For instance, in 2023, OpenAI had planned to launch an AI product called "Arrakis," but abandoned the plan due to AI computing power constraints. Microsoft once built a dedicated supercomputer for OpenAI
Spending $100 billion to build a super data center was not an impulsive move by Microsoft, but a proven strategy they had successfully executed before. At the "Build" developer conference in May 2020, Microsoft announced it had built a dedicated supercomputer for OpenAI within its Azure cloud services. This system was equipped with 10,000 GPUs and 285,000 CPUs, with each GPU server featuring a network speed of 400GB per second, specifically designed for training AI models.
It's fair to say that without the assistance of this supercomputer, the globally sensational ChatGPT might not have come into existence.
Microsoft's current investment is 100 times larger than the 2020 version, primarily because OpenAI's technology is rapidly evolving, including the development of groundbreaking text-to-video models like Sora. Compared to ChatGPT's text, video models require higher computational power and face greater processing difficulties during pre-training and fine-tuning. This is because video data consists of high-dimensional information including width, height, time, and color channels.
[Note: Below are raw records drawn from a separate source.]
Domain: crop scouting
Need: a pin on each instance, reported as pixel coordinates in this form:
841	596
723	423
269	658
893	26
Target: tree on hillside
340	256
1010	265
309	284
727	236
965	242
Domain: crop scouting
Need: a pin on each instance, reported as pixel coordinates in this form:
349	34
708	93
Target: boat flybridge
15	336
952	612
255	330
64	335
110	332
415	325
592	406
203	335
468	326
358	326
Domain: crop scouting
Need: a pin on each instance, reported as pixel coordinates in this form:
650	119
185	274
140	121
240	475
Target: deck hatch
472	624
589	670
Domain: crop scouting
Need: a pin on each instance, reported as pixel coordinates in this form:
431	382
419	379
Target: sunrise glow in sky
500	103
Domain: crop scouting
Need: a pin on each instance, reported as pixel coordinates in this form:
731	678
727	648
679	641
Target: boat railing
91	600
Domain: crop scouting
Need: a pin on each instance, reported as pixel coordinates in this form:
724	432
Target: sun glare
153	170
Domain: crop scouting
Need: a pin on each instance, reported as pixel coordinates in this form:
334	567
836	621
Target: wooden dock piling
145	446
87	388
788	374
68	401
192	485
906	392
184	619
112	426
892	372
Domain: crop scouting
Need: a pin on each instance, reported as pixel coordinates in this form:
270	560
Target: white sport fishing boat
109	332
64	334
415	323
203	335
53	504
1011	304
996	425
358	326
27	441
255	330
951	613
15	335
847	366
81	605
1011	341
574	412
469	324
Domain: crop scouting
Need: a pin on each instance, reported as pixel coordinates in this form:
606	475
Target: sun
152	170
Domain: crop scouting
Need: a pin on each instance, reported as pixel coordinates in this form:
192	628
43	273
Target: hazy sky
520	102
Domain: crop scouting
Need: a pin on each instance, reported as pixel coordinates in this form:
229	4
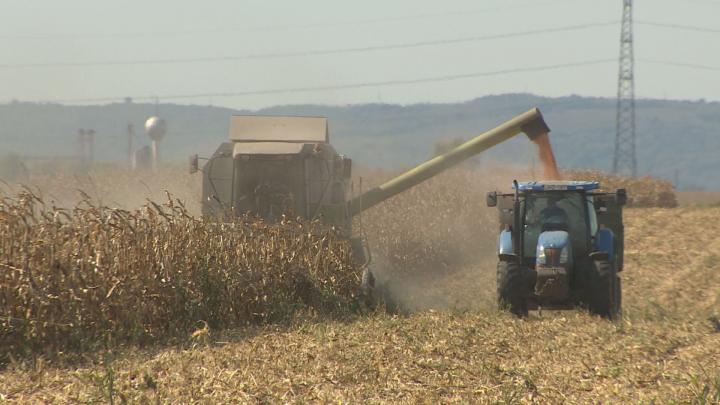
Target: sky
246	54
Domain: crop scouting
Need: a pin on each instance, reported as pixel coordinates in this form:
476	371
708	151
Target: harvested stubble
73	279
643	192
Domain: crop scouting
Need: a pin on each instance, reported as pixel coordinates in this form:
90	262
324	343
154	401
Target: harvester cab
274	166
560	246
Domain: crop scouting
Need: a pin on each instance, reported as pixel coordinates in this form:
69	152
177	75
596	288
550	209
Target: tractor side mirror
347	168
194	167
491	199
621	196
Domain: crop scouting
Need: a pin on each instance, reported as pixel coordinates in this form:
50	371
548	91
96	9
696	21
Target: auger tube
530	122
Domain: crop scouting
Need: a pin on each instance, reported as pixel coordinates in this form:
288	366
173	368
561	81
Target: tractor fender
605	242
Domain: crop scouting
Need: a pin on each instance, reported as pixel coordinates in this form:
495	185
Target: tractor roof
558	185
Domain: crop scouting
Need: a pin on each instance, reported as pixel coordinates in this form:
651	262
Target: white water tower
155	128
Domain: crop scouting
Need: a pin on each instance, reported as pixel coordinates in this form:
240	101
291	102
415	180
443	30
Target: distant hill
675	138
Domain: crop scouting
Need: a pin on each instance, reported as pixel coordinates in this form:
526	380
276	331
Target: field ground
699	198
665	350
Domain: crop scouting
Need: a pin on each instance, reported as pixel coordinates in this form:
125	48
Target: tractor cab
555	239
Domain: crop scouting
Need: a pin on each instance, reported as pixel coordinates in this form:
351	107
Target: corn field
75	279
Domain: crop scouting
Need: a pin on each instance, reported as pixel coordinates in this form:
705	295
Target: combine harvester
272	166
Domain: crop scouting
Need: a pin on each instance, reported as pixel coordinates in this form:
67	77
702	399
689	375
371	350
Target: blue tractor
561	246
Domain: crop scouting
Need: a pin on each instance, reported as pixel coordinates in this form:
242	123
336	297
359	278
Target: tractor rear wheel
604	295
512	288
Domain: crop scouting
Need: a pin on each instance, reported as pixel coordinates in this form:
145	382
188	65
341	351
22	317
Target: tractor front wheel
512	288
604	295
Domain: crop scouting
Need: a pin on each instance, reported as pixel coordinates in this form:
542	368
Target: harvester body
273	166
561	245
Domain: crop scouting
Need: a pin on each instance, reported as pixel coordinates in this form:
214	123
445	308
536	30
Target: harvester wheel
512	288
604	295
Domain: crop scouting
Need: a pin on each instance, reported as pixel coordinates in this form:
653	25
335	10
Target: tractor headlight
564	255
541	258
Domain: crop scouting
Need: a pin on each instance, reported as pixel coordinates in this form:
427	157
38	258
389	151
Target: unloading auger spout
531	123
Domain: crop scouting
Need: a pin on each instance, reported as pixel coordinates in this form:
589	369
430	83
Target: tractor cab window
552	212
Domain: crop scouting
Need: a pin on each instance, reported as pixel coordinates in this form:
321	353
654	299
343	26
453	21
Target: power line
679	64
678	26
366	21
342	86
294	54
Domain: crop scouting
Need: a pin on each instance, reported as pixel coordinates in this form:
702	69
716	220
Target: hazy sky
84	31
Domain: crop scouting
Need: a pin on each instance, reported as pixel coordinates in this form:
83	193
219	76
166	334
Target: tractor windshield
555	211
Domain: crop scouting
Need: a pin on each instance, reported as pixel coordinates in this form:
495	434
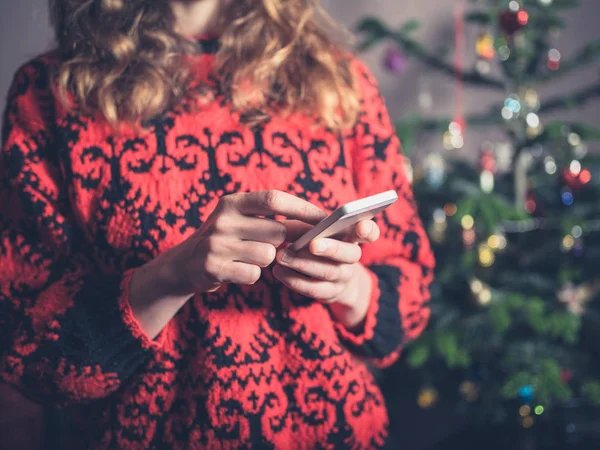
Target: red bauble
513	21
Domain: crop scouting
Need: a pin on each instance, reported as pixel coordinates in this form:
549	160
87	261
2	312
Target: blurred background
497	103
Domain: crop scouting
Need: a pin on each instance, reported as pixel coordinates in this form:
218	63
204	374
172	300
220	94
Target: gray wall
24	32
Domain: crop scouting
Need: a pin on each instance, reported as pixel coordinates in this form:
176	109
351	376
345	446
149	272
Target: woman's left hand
329	270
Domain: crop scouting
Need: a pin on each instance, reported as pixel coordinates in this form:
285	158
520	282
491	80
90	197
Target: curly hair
124	60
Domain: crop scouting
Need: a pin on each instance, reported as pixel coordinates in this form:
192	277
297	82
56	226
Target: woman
154	169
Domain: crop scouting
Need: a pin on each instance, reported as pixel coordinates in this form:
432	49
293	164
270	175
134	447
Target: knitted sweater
82	207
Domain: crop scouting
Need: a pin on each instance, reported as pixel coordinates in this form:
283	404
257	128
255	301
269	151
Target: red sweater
245	367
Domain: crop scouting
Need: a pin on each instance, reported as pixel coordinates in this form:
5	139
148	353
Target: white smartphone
346	216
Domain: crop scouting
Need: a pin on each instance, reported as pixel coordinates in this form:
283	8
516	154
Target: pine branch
375	31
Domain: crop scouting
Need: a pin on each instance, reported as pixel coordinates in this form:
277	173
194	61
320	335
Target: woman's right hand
232	246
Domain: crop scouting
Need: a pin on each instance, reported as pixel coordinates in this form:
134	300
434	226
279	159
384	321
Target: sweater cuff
381	335
365	332
101	329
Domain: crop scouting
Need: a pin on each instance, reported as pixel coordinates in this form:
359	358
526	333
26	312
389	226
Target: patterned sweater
81	207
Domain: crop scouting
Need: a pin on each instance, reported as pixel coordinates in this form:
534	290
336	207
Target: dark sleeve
67	332
401	262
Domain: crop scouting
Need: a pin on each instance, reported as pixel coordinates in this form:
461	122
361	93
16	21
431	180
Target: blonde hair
123	59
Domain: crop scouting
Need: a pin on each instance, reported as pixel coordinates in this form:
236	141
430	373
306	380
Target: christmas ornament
487	160
532	99
395	61
526	393
435	169
453	138
554	59
468	238
530	202
504	156
513	21
574	177
437	230
425	95
524	410
485	46
427	397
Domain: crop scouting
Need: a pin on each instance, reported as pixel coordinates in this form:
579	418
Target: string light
468	237
550	165
486	256
427	397
532	99
523	17
494	242
439	216
467	222
450	209
485	297
528	422
575	167
553	59
487	181
476	286
533	120
504	52
568	242
567	197
585	176
502	244
574	139
453	138
524	410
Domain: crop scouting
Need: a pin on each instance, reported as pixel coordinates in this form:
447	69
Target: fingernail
286	256
367	229
321	246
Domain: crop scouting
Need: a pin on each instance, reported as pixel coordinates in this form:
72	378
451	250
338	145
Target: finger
295	229
257	253
339	251
261	230
241	273
303	285
276	202
314	266
364	231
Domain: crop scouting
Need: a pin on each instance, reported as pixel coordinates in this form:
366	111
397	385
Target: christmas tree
517	234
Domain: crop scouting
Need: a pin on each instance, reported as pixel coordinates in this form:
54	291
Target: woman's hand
232	246
329	271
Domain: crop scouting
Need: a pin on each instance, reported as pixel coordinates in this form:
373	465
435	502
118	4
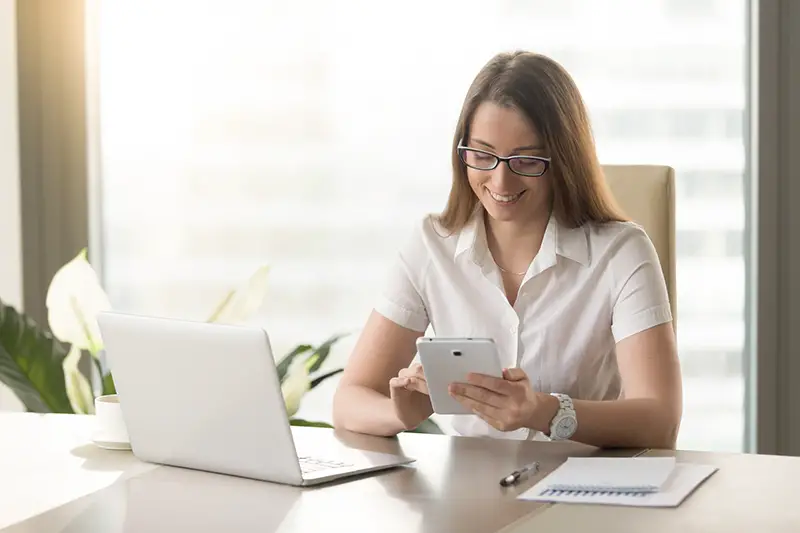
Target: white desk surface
52	478
49	460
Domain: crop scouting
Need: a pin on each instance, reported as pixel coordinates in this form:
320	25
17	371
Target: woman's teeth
505	199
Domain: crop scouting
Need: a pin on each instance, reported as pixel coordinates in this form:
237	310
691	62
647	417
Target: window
268	133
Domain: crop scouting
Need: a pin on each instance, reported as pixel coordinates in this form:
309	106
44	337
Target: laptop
207	396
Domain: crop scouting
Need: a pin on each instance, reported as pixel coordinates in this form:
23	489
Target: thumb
514	374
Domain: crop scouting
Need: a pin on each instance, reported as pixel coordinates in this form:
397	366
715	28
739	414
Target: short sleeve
401	299
640	298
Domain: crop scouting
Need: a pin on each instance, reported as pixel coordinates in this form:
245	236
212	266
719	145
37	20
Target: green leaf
108	385
321	353
427	426
319	379
31	362
286	362
308	423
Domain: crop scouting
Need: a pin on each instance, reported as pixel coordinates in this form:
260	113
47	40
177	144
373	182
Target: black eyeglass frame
507	160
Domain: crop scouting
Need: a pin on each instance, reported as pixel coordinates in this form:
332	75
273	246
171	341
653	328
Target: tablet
448	360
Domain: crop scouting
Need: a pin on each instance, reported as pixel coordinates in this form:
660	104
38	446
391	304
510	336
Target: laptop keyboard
313	464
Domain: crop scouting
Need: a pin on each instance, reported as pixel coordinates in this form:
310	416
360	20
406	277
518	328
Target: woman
532	252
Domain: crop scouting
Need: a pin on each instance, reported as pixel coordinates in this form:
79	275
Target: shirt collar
571	243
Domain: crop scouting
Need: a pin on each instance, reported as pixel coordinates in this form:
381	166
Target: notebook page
627	474
685	479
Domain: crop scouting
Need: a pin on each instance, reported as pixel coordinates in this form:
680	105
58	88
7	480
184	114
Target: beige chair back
646	194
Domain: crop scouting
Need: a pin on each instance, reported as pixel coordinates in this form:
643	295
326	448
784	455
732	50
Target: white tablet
449	360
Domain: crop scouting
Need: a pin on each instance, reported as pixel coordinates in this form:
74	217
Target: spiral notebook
637	481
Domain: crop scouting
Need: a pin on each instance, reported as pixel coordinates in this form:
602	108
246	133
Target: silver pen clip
517	475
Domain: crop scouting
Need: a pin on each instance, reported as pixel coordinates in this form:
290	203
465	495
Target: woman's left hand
507	403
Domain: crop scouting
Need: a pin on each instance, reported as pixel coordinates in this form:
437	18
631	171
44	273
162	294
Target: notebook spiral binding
591	490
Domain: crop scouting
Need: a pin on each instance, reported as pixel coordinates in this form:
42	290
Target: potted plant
41	366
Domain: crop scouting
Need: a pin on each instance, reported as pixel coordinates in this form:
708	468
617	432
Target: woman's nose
503	179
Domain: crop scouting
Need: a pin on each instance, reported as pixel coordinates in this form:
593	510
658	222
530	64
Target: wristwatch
565	423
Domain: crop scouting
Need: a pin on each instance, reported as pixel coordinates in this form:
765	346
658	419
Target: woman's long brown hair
545	93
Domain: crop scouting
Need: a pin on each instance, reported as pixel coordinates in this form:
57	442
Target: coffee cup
110	431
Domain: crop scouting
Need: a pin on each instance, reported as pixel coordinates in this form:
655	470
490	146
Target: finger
478	394
479	408
418	384
514	374
498	385
398	383
409	384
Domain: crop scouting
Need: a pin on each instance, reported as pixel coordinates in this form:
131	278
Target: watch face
566	427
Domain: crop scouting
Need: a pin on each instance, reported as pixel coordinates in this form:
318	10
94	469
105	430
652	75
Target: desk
53	479
751	493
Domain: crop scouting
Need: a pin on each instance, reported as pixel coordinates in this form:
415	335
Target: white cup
110	430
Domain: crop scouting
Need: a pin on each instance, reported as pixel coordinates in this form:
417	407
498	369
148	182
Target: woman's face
505	195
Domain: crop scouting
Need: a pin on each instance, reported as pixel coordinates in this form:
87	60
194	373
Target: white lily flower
239	305
295	385
74	299
79	391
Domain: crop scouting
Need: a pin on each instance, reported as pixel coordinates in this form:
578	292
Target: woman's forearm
364	410
630	423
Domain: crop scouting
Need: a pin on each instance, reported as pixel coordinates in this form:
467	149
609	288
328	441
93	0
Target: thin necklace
512	273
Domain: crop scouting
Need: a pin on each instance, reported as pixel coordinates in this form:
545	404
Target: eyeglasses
524	165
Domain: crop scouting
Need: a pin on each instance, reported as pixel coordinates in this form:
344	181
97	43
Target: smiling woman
578	310
270	133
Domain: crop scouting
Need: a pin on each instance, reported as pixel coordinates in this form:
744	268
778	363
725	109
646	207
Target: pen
516	475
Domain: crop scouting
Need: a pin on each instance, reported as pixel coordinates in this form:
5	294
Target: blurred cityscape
311	135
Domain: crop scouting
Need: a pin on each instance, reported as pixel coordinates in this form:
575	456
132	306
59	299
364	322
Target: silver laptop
207	397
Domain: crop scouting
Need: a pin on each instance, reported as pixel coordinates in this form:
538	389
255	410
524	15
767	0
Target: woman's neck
513	245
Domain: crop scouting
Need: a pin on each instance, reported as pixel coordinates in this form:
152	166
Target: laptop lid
200	395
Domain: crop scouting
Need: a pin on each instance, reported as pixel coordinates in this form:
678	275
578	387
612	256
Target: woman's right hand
409	393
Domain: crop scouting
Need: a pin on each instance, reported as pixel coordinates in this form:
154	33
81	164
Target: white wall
10	227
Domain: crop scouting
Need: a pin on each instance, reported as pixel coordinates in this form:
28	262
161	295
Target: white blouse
586	289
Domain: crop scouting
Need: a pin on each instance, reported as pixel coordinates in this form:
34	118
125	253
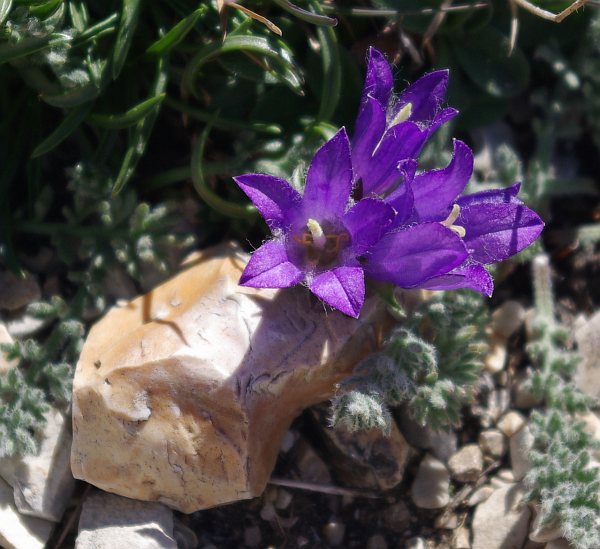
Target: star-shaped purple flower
491	225
390	129
326	241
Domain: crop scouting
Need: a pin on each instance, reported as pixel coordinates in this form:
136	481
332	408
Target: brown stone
183	395
365	459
Therefore, more complex data preprocessing steps are needed, such as video decoding, frame extraction, frame resampling, and size adjustment. In contrast, text data is relatively low-dimensional, primarily dealing with sequence data processing including tokenization, tagging, and word embedding.
In terms of computational power, due to the high-dimensional nature of video data, video models require significantly more AI computing resources during both training and inference than text models. Video processing typically needs to capture temporal changes while maintaining spatial details, which demands substantial AI computing power support. OpenAI's Chief Technology Officer Mira Murati stated that generating a 20-second 720P video with Sora takes approximately several minutes.
If 100,000 people simultaneously use Sora to generate different types of videos, the AI computing power consumed would be astronomical.
Thus, AI computing power, like data, has become the water, electricity, and coal infrastructure of the generative AI field. Any product's technological innovation and iteration depend on it.